The present invention is based on the Web page classifying recognition methods of vertical search and focused crawler technology, the technological frame of the URL that respectively classifies in a kind of effective navigation by recognition class website be provided, and detailed design recognizer.System is divided into three modules, is successively from the bottom up: data acquisition module, Context resolution layer and application presentation layer.

The present invention is based on the Web page classifying recognition methods of vertical search and focused crawler technology, committed step is two parts: the webpage source code obtains and the web page contents analytical method.Wherein the web page contents analytical method is a core, and it comprises two main portions: extract the structured message of webpage and the strategy of creeping of focused crawler.Through discovering navigation website webpage source code: the navigation type website is made up of the sub-directory page of a master catalogue page and each classification basically two kinds of pages; The master catalogue page comprises the link of each classification subpage frame of a large amount of sensings, and the sub-directory page of each classification then comprises the link of the website that belongs to this classification.The sub-directory page of each classification on the same navigation website also has very strong similarity; That is to say similar structure is all arranged in these pages; Can summarize the structured message of the page with (or a several) regular expression through pattern learning, so as long as find the regular expression of representing these page structure information just can well instruct focused crawler to grasp and the relevant webpage of classifying as far as possible.With www.hao123.com is example; As to search all URL of " amusement and recreation " classification; Can write regular expression href (?: " (? < 1>[^ "] *) " | (? < 1 >)); be used for the link of shape such as href=" ... " in the matched character string, just can obtain all URL of " amusement and recreation " classification.

In order to adapt to the irregular renewal of navigation website, better extract the Web page structural information of catalog page, the invention provides the timing learner of URL regular expression, can adapt to the continuous variation of the website that navigates.The present invention has simultaneously proposed the directed BFS strategy based on the web page contents characteristic with reference to three kinds of search strategies of URL.The basic thought of this search strategy is: in the process that webpage grasps, according to the directed structured message that extracts webpage of the content characteristic of webpage, from structured message, grasp webpage with breadth-first strategy then earlier.This method can reduce the quantity of gathering the page effectively, has also practiced thrift the network bandwidth simultaneously, improves the efficient of information search.

With respect to scheme of the prior art, advantage of the present invention is:

Utilize URL coverage rate in Chinese website ALEXA TOP100 of this system grabs to reach 98%, the coverage rate among the Global Site ALEXA TOP 500 reaches 87%, and the URL coverage rate of local characteristic website reaches 56%.Through actual motion and test in the development & construction process, well embodied implementation result based on the recognition methods of the Web page classifying of vertical search and focused crawler, verified the accuracy of the method.The present invention has very wide significance and using value for the identification of Web page classifying.Mainly can be applied in the specific crowd of professional domain to aspects such as the search of the vertical search of customizing messages, Deep Web and excavation, website structure elucidation, the analysis of central issue of Internet user interest, the search efficiency that improves topic search engine, construction of digital library.

Description of drawings

Below in conjunction with accompanying drawing and embodiment the present invention is further described:

Fig. 1 is based on the Web page classifying recognition methods overall flow figure of vertical search and focused crawler technology; Wherein provided each processing procedure of identification Web page classifying.

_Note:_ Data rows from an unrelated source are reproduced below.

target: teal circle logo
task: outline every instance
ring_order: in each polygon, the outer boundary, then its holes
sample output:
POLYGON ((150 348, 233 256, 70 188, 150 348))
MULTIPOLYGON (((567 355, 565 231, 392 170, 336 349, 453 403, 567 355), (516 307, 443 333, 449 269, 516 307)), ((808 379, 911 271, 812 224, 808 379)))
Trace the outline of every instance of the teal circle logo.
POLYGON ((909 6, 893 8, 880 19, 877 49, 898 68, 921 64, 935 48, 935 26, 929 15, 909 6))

Fig. 2 is the process flow diagram of web page contents analytic method; Wherein provided each processing procedure of web page contents analytic method.

Embodiment

Below in conjunction with specific embodiment such scheme is further specified.Should be understood that these embodiment are used to the present invention is described and are not limited to limit scope of the present invention.The implementation condition that adopts among the embodiment can be done further adjustment according to the condition of concrete producer, and not marked implementation condition is generally the condition in the normal experiment.

Embodiment

Navigation website that present embodiment is developed warehouse-in engine and broadband networks user behavior analysis system employing be the B/S framework, development platform is vs2005+oracle 9i, the user can be as required, is linked into easily in the existing system that needs the network address classification.Only need revise configuration file during deployment, can on a PC, move, also can operation simultaneously on multiple pc.

Below introduce each module of this design in detail and based on the Web page classifying recognition methods of vertical search and focused crawler.The concrete processing procedure of method such as the accompanying drawing 1 of Web page classifying identification, carry out according to following steps:

(1) read the url list of presetting the Web side navigation website, judge whether url list is empty,

If empty, then change step (8);

(2) take out a website URL, put it in the url list (UV_URL tabulation) of not visit.

(3) if the UV_URL tabulation for empty, is then changeed step (1);

(4) from the UV_URL tabulation, take out a URL, judge according to Table V _ URL whether this URL was visited, if then change step (3);

(5) URL that obtains is carried out the webpage source code and obtain, utilize vertical search technology and focused crawler technology that web page contents is resolved, obtain the website information of correspondence in webpage classification information and each classification under this website;

(6) website information corresponding in webpage classification information and each classification is joined in the Category tabulation;

(7) from table UV_URL, delete URL, and it is added among the V_URL, turn to (1);

(8) finish.

Web page classifying recognition methods based on vertical search and focused crawler needs following module: data acquisition module, Context resolution module and application representation module.

The function of data acquisition module: the main effect of this module is to accomplish the collection to web data through various Web agreements, gives a last module with the page that collects then and does further processing.

The interface of data acquisition module: this module is the interface of focused crawler and the Internet, with the interface of a last module be webpage source code string data, to the upper strata input data are provided.

The function of Context resolution module: this module is the nucleus module of whole framework, is that the page that data collecting module collected is got off carries out the HTML parsing according to next module mainly, extracts hyperlink wherein, joins in the URL formation.The URL that provides in the page link generally is multiple form, possibly be complete, comprises agreement, website and path; Also possibly omit partial content; Or a relative path, therefore need structured message with web page contents analytical method extraction webpage, from structured message, grasp webpage URL with breadth-first strategy; Obtain the mapping table Category of network address classification and URL, to satisfy of the search of a last module application representation module to Web page classifying.

The interface of Context resolution module: the Web page classifying identification of this module should be a mapping table with the interface of application module, i.e. network address classification and URL correspondence table.

The main method of Context resolution module is the web page contents analytical method, and it comprises two main portions: extract the structured message of webpage and the strategy of creeping of focused crawler.At first extract Web page structural information, use directed BFS strategy to carry out the extracting of URL then based on the web page contents characteristic.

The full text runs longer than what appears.